Electrical switching of Ising-superconducting nonreciprocity for quantum neuronal transistor

TL;DR

This paper demonstrates electrically switchable nonreciprocal superconductivity in a vdW heterostructure, enabling a quantum neuronal transistor that emulates neural functions and advances neuromorphic quantum device development.

Contribution

It reports the first field-free electrical switching of nonreciprocal Ising superconductivity and introduces a quantum neuronal transistor for neuromorphic quantum computing.

Findings

Electrical switching of superconducting nonreciprocity achieved.

A quantum neuronal transistor mimicking cortical neuron functions.
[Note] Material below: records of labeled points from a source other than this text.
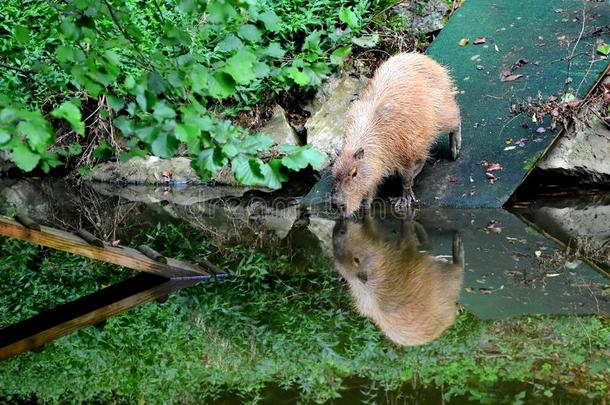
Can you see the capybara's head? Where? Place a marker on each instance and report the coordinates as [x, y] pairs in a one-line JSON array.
[[353, 178], [409, 294]]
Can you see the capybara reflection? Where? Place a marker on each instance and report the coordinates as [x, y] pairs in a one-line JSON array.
[[410, 295]]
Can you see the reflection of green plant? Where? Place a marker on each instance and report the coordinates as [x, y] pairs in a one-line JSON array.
[[531, 162], [166, 73], [268, 325]]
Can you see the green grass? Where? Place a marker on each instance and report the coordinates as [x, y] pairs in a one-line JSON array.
[[268, 326]]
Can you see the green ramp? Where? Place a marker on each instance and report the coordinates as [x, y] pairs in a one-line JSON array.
[[551, 37], [543, 33]]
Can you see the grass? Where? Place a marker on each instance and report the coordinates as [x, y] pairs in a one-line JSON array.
[[271, 326]]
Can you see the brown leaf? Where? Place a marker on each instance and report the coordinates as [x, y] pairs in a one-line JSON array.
[[490, 167], [519, 63], [510, 78], [492, 228]]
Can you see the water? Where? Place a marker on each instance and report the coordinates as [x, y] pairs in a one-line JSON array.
[[478, 305]]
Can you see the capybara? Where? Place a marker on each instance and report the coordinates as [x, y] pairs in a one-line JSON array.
[[410, 295], [391, 128]]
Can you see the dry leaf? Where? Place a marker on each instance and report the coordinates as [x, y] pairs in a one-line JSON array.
[[492, 228], [510, 78], [490, 167]]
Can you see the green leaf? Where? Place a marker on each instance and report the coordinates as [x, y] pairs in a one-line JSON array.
[[220, 12], [350, 18], [273, 174], [162, 111], [70, 113], [247, 171], [22, 34], [156, 83], [299, 157], [230, 43], [249, 32], [255, 143], [366, 41], [24, 158], [116, 103], [221, 85], [4, 136], [75, 148], [199, 78], [165, 145], [274, 50], [186, 133], [271, 21], [339, 54], [298, 76], [210, 161], [604, 49], [241, 66], [38, 134]]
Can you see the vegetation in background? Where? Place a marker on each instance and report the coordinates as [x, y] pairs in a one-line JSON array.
[[128, 78], [267, 326]]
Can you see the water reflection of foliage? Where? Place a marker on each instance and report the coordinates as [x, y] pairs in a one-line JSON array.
[[267, 325]]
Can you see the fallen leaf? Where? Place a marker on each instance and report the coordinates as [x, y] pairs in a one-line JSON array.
[[493, 228], [604, 49], [519, 63], [490, 167], [510, 78]]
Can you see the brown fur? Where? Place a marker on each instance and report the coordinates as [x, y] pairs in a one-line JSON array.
[[407, 104], [410, 295]]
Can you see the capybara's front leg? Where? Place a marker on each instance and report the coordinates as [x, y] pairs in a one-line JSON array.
[[455, 141]]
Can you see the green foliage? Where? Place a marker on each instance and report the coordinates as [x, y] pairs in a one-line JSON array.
[[269, 325], [166, 73]]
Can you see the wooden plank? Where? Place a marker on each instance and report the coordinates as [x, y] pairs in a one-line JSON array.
[[121, 255], [92, 309]]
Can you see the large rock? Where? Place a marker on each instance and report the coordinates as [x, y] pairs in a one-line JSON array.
[[581, 156], [279, 128], [150, 171], [325, 127], [423, 16]]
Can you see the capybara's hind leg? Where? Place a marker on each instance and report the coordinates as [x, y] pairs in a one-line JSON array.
[[455, 141], [458, 249]]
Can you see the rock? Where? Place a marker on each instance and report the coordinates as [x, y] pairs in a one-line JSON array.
[[148, 170], [5, 163], [581, 156], [325, 127], [279, 128], [424, 16], [323, 229]]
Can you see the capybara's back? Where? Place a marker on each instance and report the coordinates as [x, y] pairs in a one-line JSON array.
[[390, 129]]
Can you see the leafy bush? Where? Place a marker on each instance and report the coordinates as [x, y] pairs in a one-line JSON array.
[[165, 73]]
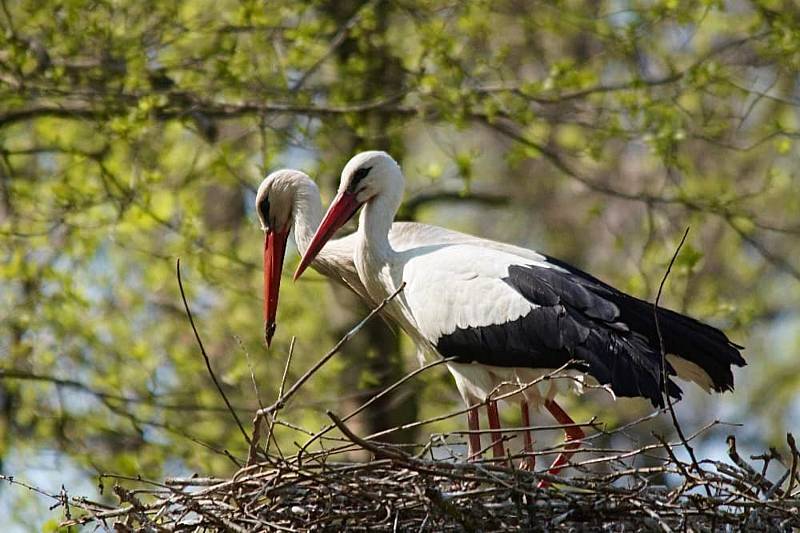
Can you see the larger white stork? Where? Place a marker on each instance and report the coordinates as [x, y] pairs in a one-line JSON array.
[[496, 306], [288, 199]]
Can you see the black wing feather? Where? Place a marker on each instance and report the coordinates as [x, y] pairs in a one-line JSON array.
[[611, 335]]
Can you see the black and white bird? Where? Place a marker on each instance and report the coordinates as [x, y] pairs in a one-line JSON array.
[[289, 201], [501, 307]]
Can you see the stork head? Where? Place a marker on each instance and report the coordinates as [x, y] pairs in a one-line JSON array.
[[365, 177], [275, 204]]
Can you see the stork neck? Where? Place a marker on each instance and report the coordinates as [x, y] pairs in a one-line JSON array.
[[374, 224], [307, 216]]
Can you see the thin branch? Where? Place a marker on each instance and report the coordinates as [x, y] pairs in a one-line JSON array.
[[205, 355]]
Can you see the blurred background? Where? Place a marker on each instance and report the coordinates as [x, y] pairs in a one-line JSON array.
[[134, 133]]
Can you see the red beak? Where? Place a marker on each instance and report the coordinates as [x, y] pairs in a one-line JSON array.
[[274, 250], [343, 207]]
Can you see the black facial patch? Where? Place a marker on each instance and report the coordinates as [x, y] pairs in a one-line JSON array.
[[263, 209], [358, 175]]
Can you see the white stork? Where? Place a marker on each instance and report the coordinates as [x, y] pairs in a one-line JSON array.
[[288, 199], [512, 308]]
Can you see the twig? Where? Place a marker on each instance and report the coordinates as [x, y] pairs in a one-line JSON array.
[[311, 371], [205, 355], [795, 457], [664, 377]]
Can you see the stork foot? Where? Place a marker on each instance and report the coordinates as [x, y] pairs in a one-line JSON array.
[[498, 450], [572, 434]]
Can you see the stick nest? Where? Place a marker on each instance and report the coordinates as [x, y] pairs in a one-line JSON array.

Potential for field-free, switchable quantum transport devices.

Abstract

Nonreciprocal quantum transport effect is mainly governed by the symmetry breaking of the material systems and is gaining extensive attention in condensed matter physics. Realizing electrical switching of the polarity of the nonreciprocal transport without external magnetic field is essential to the development of nonreciprocal quantum devices. However, electrical switching of superconducting nonreciprocity remains yet to be achieved. Here, we report the observation of field-free electrical switching of nonreciprocal Ising superconductivity in Fe3GeTe2/NbSe2 van der Waals (vdW) heterostructure. By taking advantage of this electrically switchable superconducting nonreciprocity, we demonstrate a proof-of-concept nonreciprocal quantum neuronal transistor, which allows for implementing the XOR logic gate and faithfully emulating biological functionality of a cortical neuron in the brain. Our work provides a promising pathway to realize field-free and electrically switchable nonreciprocity of quantum transport and demonstrate its potential in exploring neuromorphic quantum devices with both functionality and performance beyond the traditional devices.